Dua Lima. Awal dari Segaris Cerita.

590 130 19
                                    

Suasana setelah makan siang udah kayak di kamp militer.

Aku, Riki, Sunghoon, Jungwon dan Jake udah mirip prajurit yang sedang di-training oleh komandannya.

Komandan tampan yang mengumandangkan titah mulia kepada  semua kru untuk bekerja ekstra, karena ada orderan baru masuk dari pelanggan. Dia memerintah dengan suara lembut tapi maksa.

That's right, Sunoo hari ini yang ngatur semua.

Karena lokasi pesta Lunna berubah maka undangan pesta juga mesti diubah.
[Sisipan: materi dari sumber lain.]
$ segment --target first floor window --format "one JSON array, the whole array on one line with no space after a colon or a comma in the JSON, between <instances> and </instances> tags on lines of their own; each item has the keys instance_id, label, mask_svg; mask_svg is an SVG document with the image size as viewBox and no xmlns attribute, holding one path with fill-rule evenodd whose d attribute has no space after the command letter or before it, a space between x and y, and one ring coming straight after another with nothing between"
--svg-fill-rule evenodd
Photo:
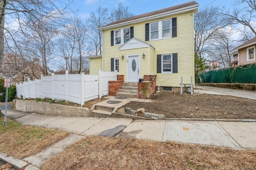
<instances>
[{"instance_id":1,"label":"first floor window","mask_svg":"<svg viewBox=\"0 0 256 170\"><path fill-rule=\"evenodd\" d=\"M162 73L172 73L172 55L162 55Z\"/></svg>"},{"instance_id":2,"label":"first floor window","mask_svg":"<svg viewBox=\"0 0 256 170\"><path fill-rule=\"evenodd\" d=\"M250 47L247 48L247 60L251 60L255 59L254 47Z\"/></svg>"},{"instance_id":3,"label":"first floor window","mask_svg":"<svg viewBox=\"0 0 256 170\"><path fill-rule=\"evenodd\" d=\"M114 68L115 71L117 71L118 73L119 72L119 59L118 58L115 58L114 59L114 63L115 65Z\"/></svg>"}]
</instances>

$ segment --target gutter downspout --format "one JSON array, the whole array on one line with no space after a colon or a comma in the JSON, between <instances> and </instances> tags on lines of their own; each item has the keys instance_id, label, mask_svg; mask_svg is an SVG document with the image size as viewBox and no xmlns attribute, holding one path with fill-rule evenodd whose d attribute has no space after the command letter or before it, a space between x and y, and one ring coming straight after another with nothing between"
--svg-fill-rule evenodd
<instances>
[{"instance_id":1,"label":"gutter downspout","mask_svg":"<svg viewBox=\"0 0 256 170\"><path fill-rule=\"evenodd\" d=\"M102 57L101 57L101 59L102 59L102 71L104 71L104 48L103 47L103 46L104 45L104 33L103 32L103 31L102 30L102 29L100 29L100 31L102 33L102 53L101 54L102 55Z\"/></svg>"}]
</instances>

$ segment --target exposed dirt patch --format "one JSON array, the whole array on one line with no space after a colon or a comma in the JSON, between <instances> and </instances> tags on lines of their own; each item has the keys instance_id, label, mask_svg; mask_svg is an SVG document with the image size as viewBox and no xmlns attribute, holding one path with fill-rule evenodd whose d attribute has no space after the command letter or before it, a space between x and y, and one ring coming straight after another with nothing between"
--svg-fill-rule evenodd
<instances>
[{"instance_id":1,"label":"exposed dirt patch","mask_svg":"<svg viewBox=\"0 0 256 170\"><path fill-rule=\"evenodd\" d=\"M167 118L256 119L256 101L230 96L180 95L161 91L152 95L152 103L131 102L123 107L164 115Z\"/></svg>"},{"instance_id":2,"label":"exposed dirt patch","mask_svg":"<svg viewBox=\"0 0 256 170\"><path fill-rule=\"evenodd\" d=\"M253 170L255 151L171 142L86 136L42 170Z\"/></svg>"}]
</instances>

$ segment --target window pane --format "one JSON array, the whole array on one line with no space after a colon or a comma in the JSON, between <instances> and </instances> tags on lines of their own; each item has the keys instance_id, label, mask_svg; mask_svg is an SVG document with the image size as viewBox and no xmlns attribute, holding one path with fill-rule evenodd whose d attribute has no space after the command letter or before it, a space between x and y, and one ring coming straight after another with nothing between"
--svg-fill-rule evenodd
<instances>
[{"instance_id":1,"label":"window pane","mask_svg":"<svg viewBox=\"0 0 256 170\"><path fill-rule=\"evenodd\" d=\"M151 32L151 39L155 39L158 38L158 32L156 31Z\"/></svg>"},{"instance_id":2,"label":"window pane","mask_svg":"<svg viewBox=\"0 0 256 170\"><path fill-rule=\"evenodd\" d=\"M253 54L250 55L250 59L253 59L254 58L254 55Z\"/></svg>"},{"instance_id":3,"label":"window pane","mask_svg":"<svg viewBox=\"0 0 256 170\"><path fill-rule=\"evenodd\" d=\"M116 31L116 36L115 37L121 37L121 31L120 30Z\"/></svg>"},{"instance_id":4,"label":"window pane","mask_svg":"<svg viewBox=\"0 0 256 170\"><path fill-rule=\"evenodd\" d=\"M164 72L171 72L172 71L172 69L164 69L163 70Z\"/></svg>"},{"instance_id":5,"label":"window pane","mask_svg":"<svg viewBox=\"0 0 256 170\"><path fill-rule=\"evenodd\" d=\"M172 64L163 64L163 68L164 69L170 69L172 67Z\"/></svg>"},{"instance_id":6,"label":"window pane","mask_svg":"<svg viewBox=\"0 0 256 170\"><path fill-rule=\"evenodd\" d=\"M169 29L171 28L171 20L163 21L162 22L163 30Z\"/></svg>"},{"instance_id":7,"label":"window pane","mask_svg":"<svg viewBox=\"0 0 256 170\"><path fill-rule=\"evenodd\" d=\"M130 36L126 36L124 37L124 43L126 43L130 40Z\"/></svg>"},{"instance_id":8,"label":"window pane","mask_svg":"<svg viewBox=\"0 0 256 170\"><path fill-rule=\"evenodd\" d=\"M171 30L163 30L163 38L171 36Z\"/></svg>"},{"instance_id":9,"label":"window pane","mask_svg":"<svg viewBox=\"0 0 256 170\"><path fill-rule=\"evenodd\" d=\"M163 60L170 60L171 55L163 55Z\"/></svg>"},{"instance_id":10,"label":"window pane","mask_svg":"<svg viewBox=\"0 0 256 170\"><path fill-rule=\"evenodd\" d=\"M130 36L130 28L124 30L124 36Z\"/></svg>"},{"instance_id":11,"label":"window pane","mask_svg":"<svg viewBox=\"0 0 256 170\"><path fill-rule=\"evenodd\" d=\"M121 38L116 38L116 44L121 43Z\"/></svg>"},{"instance_id":12,"label":"window pane","mask_svg":"<svg viewBox=\"0 0 256 170\"><path fill-rule=\"evenodd\" d=\"M158 22L156 23L153 23L151 24L150 24L151 31L157 31L158 30Z\"/></svg>"}]
</instances>

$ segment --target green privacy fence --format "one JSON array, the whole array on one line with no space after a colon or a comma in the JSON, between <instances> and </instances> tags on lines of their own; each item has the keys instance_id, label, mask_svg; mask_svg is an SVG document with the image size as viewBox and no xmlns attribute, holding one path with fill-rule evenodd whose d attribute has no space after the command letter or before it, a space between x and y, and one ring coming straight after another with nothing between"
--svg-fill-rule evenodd
<instances>
[{"instance_id":1,"label":"green privacy fence","mask_svg":"<svg viewBox=\"0 0 256 170\"><path fill-rule=\"evenodd\" d=\"M198 74L198 83L256 84L256 63Z\"/></svg>"}]
</instances>

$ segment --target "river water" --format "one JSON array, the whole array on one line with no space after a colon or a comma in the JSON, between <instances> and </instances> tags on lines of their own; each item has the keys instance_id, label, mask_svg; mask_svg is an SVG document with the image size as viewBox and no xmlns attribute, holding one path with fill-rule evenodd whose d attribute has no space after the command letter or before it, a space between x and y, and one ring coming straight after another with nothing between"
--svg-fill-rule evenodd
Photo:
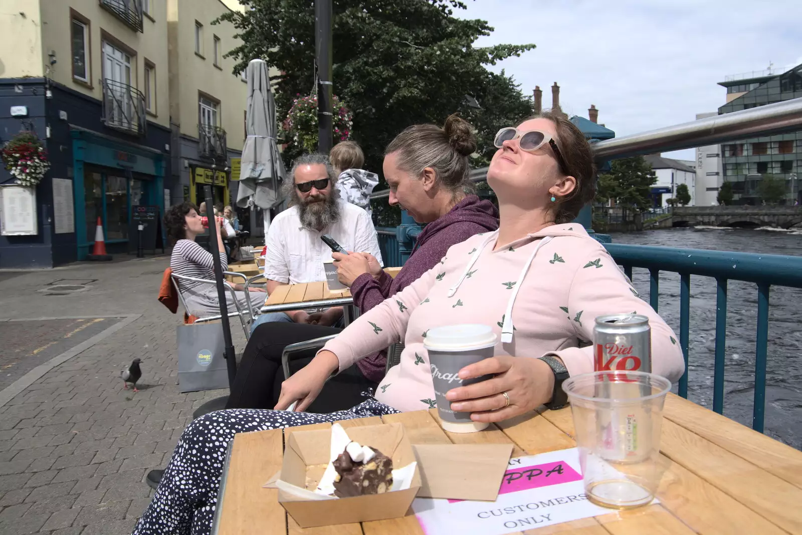
<instances>
[{"instance_id":1,"label":"river water","mask_svg":"<svg viewBox=\"0 0 802 535\"><path fill-rule=\"evenodd\" d=\"M612 234L616 243L802 256L802 230L672 228ZM649 300L649 272L633 283ZM772 286L769 296L766 434L802 449L802 289ZM660 315L679 333L679 275L660 273ZM724 416L751 427L755 389L757 286L727 286ZM688 398L713 408L715 280L691 276ZM676 386L674 388L676 392Z\"/></svg>"}]
</instances>

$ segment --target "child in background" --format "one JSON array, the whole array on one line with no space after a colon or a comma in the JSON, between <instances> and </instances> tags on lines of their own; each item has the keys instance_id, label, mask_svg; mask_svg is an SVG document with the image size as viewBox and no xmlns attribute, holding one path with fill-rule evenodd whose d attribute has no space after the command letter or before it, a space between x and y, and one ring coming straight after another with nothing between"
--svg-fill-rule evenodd
<instances>
[{"instance_id":1,"label":"child in background","mask_svg":"<svg viewBox=\"0 0 802 535\"><path fill-rule=\"evenodd\" d=\"M329 159L339 175L337 189L340 199L363 208L368 215L372 215L371 193L379 183L379 175L362 169L365 155L359 146L353 141L341 141L331 149Z\"/></svg>"}]
</instances>

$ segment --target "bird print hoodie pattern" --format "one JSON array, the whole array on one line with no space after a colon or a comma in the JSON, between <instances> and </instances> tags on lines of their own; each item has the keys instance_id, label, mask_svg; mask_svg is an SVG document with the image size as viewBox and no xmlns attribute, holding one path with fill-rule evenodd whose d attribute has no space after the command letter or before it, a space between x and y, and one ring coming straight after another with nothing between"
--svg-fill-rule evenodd
<instances>
[{"instance_id":1,"label":"bird print hoodie pattern","mask_svg":"<svg viewBox=\"0 0 802 535\"><path fill-rule=\"evenodd\" d=\"M498 231L448 249L434 268L362 315L324 349L340 371L400 340L405 348L379 385L376 399L401 411L435 406L423 340L429 329L459 324L491 326L496 355L554 355L572 376L593 371L594 319L637 312L651 326L652 371L671 381L685 363L676 336L639 299L604 247L577 223L547 227L496 245Z\"/></svg>"}]
</instances>

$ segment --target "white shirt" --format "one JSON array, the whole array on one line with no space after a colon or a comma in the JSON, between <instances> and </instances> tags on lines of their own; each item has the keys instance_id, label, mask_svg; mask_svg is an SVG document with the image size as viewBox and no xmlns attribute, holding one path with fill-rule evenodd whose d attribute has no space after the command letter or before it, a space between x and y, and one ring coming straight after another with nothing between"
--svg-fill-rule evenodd
<instances>
[{"instance_id":1,"label":"white shirt","mask_svg":"<svg viewBox=\"0 0 802 535\"><path fill-rule=\"evenodd\" d=\"M301 224L301 211L294 206L278 214L267 231L265 276L279 283L298 284L326 280L323 262L330 262L331 249L320 239L328 234L346 251L368 252L382 262L379 240L371 217L358 206L337 201L340 219L322 231Z\"/></svg>"}]
</instances>

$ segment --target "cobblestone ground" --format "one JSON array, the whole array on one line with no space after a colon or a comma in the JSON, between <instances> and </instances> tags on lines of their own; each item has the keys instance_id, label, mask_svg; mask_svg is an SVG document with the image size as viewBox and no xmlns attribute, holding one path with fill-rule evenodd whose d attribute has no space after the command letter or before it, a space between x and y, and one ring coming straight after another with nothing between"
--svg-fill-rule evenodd
<instances>
[{"instance_id":1,"label":"cobblestone ground","mask_svg":"<svg viewBox=\"0 0 802 535\"><path fill-rule=\"evenodd\" d=\"M166 464L192 411L225 393L178 392L176 327L180 318L156 300L168 263L160 257L0 273L0 322L29 320L2 324L0 361L14 362L25 372L41 364L41 358L30 360L45 351L32 356L36 348L55 340L48 355L52 348L67 351L119 318L140 315L0 407L0 533L131 533L152 494L145 474ZM88 291L69 296L37 292L58 279L95 281ZM80 326L75 316L87 318L84 323L115 319L64 338ZM245 338L238 322L232 324L232 332L241 352ZM122 367L135 356L144 359L136 394L124 390L119 379Z\"/></svg>"}]
</instances>

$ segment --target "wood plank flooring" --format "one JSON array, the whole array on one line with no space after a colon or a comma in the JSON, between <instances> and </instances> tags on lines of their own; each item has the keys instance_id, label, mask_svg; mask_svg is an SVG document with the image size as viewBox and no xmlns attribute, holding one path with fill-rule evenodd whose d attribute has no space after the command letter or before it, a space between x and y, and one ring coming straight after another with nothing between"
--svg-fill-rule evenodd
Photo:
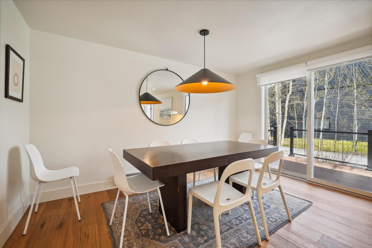
<instances>
[{"instance_id":1,"label":"wood plank flooring","mask_svg":"<svg viewBox=\"0 0 372 248\"><path fill-rule=\"evenodd\" d=\"M197 173L197 179L198 176ZM202 179L213 176L212 170L202 174ZM188 182L192 178L188 174ZM314 203L272 234L262 247L372 248L372 201L281 178L285 192ZM3 247L112 247L102 203L115 200L117 192L113 189L81 195L80 222L72 197L40 203L37 212L32 213L26 235L22 233L28 210Z\"/></svg>"}]
</instances>

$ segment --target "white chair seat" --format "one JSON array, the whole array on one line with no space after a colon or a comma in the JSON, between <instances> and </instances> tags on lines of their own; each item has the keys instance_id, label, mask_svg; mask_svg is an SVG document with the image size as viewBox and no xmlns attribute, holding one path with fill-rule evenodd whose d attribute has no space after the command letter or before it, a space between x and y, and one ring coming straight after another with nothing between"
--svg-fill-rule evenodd
<instances>
[{"instance_id":1,"label":"white chair seat","mask_svg":"<svg viewBox=\"0 0 372 248\"><path fill-rule=\"evenodd\" d=\"M221 204L231 202L232 200L238 199L244 195L227 184L224 183L219 198ZM191 188L190 191L193 195L213 207L219 184L219 181L214 181L195 186Z\"/></svg>"},{"instance_id":2,"label":"white chair seat","mask_svg":"<svg viewBox=\"0 0 372 248\"><path fill-rule=\"evenodd\" d=\"M255 169L256 168L255 168ZM252 176L252 184L251 185L251 188L255 190L256 190L257 187L257 182L258 182L258 178L259 177L260 174L257 172L254 172ZM240 185L243 185L246 187L247 187L246 185L248 182L248 178L249 178L249 171L244 171L230 177L230 179L232 179L233 181L237 182ZM275 181L275 180L270 179L268 177L264 177L262 178L262 185L266 186L270 185Z\"/></svg>"},{"instance_id":3,"label":"white chair seat","mask_svg":"<svg viewBox=\"0 0 372 248\"><path fill-rule=\"evenodd\" d=\"M131 190L136 193L144 193L164 186L162 182L151 181L143 174L127 178L127 180Z\"/></svg>"},{"instance_id":4,"label":"white chair seat","mask_svg":"<svg viewBox=\"0 0 372 248\"><path fill-rule=\"evenodd\" d=\"M59 170L45 171L42 175L44 182L53 182L79 175L79 168L75 166Z\"/></svg>"}]
</instances>

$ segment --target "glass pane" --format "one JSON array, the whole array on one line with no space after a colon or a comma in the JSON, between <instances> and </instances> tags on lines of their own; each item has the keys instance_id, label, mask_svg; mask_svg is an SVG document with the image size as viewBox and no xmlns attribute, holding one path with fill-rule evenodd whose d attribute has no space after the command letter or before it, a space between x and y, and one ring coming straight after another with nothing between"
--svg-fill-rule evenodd
<instances>
[{"instance_id":1,"label":"glass pane","mask_svg":"<svg viewBox=\"0 0 372 248\"><path fill-rule=\"evenodd\" d=\"M307 136L304 130L307 128L307 91L305 77L268 88L267 140L284 151L282 173L304 178L306 175Z\"/></svg>"},{"instance_id":2,"label":"glass pane","mask_svg":"<svg viewBox=\"0 0 372 248\"><path fill-rule=\"evenodd\" d=\"M371 192L372 60L316 71L313 80L314 177Z\"/></svg>"}]
</instances>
Lembar undangan pesta yang berhias bulu itu mesti dibuat ulang dan disesuaikan isinya.

Undangan versi lama sudah disebar dan undangan versi baru akan disebar besok.

Jungwon yang paling merasa ternistakan dalam hal ini, karena Lunna sebenarnya sudah di desain-kan undangan dalam bentuk digital untuk disebarkan secara online di circle-nya. Sekaligus dengan fasilitas klik RSVP dan sebagainya, sehingga Jungwon bisa memantau jumlah tamu yang bakal hadir.

Tapi pelanggan selalu benar, ketika dia setuju dengan konsep flapper tahun 1920an, maka dia minta ada juga undangan tercetaknya.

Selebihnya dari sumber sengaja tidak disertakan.